Black Letchwe on the Bangweulu floodplains- A species endemic to the flood plains of Zambia. - Picture Patrick Bentley
Black Letchwe on the Bangweulu floodplains- A species endemic to the flood plains of Zambia. - Picture Patrick Bentley

Also, much of the flight there and back was over the amazing Bangweulu Swamps. I had no concept of their size until this trip. They cover some 9,000 km² in a 15,000 klm basin.


Our return flight turned out to be uneventful until, approaching Lusaka Airport long after dark, as we began our approach, a large aircraft suddenly appeared on our starboard side, crossing only some fifty metres in front of us. Boy, did the radio start going crazy, not directed to us luckily, but at the unknown plane with its pilot being directed on landing, to report to the control tower immediately. We heard that disciplinary action was taken, but to this day, I do not know the names of the crew.  

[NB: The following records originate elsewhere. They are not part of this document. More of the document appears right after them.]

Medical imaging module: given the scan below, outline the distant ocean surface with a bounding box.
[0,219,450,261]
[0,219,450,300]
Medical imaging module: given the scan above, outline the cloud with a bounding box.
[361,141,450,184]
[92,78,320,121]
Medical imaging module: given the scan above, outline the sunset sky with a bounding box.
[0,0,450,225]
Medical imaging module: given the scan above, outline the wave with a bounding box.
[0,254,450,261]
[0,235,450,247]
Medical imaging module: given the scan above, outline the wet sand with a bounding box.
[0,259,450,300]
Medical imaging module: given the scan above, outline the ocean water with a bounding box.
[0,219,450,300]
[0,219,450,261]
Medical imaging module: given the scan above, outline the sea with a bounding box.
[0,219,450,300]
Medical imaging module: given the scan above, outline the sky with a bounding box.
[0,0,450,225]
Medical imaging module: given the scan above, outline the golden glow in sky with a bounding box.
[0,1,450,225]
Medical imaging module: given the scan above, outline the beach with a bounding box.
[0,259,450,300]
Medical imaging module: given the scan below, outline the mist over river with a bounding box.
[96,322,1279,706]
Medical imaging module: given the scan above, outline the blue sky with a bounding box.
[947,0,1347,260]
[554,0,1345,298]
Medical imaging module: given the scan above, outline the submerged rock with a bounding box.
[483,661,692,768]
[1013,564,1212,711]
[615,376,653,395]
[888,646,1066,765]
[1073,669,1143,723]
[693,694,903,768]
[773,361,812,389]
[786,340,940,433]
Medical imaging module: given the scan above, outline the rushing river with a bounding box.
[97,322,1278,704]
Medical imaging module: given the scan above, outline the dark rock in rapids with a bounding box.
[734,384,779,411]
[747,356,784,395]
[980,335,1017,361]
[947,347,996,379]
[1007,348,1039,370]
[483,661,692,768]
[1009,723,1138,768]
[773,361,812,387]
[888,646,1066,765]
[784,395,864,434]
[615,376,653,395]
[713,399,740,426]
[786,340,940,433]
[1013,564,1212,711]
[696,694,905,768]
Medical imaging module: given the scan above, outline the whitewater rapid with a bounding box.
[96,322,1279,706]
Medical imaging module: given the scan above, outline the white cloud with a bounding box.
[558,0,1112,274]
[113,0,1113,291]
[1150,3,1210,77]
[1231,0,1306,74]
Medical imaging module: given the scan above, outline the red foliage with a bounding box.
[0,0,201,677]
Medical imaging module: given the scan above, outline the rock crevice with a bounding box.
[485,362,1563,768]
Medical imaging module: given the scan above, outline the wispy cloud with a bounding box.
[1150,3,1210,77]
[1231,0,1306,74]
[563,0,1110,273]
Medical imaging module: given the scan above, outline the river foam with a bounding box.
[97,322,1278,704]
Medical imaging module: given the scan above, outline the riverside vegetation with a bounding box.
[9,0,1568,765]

Chris got terribly upset about the way ULA treated our farmers, or rather tried to bully them as our main sponsor, and eventually decided to return to farming. As all tough business men, they seem to not only have their share of friends but also they get some enemies and the same can be said of Chris, and unfortunately he fell out with ULA and finally two Zambian businessmen would dishonestly take his farm in Zambia, with the added assistance of a crooked justice and banking system, thus dislodging Chris and Rose from their very valuable farm near Lusaka Airport. The attraction was that it was earmarked for urban housing. The farm was worth several million US$ more than he owed to the bank.

 “Where there is a lot of money to be made, there is greed, and where there is greed, there is sure to be crooks.” - Peter McSporran

Crooks, like vultures, are always looking for opportunity. Sadly, Chris died last August from cancer, a quick but painful death which took us all by surprise, having established himself in farming once again on a portion of Rose’s old family farm in Kabwe. He had become a successful poultry farmer. Rose, as of now, continues with the business while she decides what is best for her. In his memoirs, Chris typically writes a list of those who influenced his life called ‘the good, the bad and the ugly.’ I was relieved to see my name on the good list. Best I do not mention any on the bad-and-ugly list.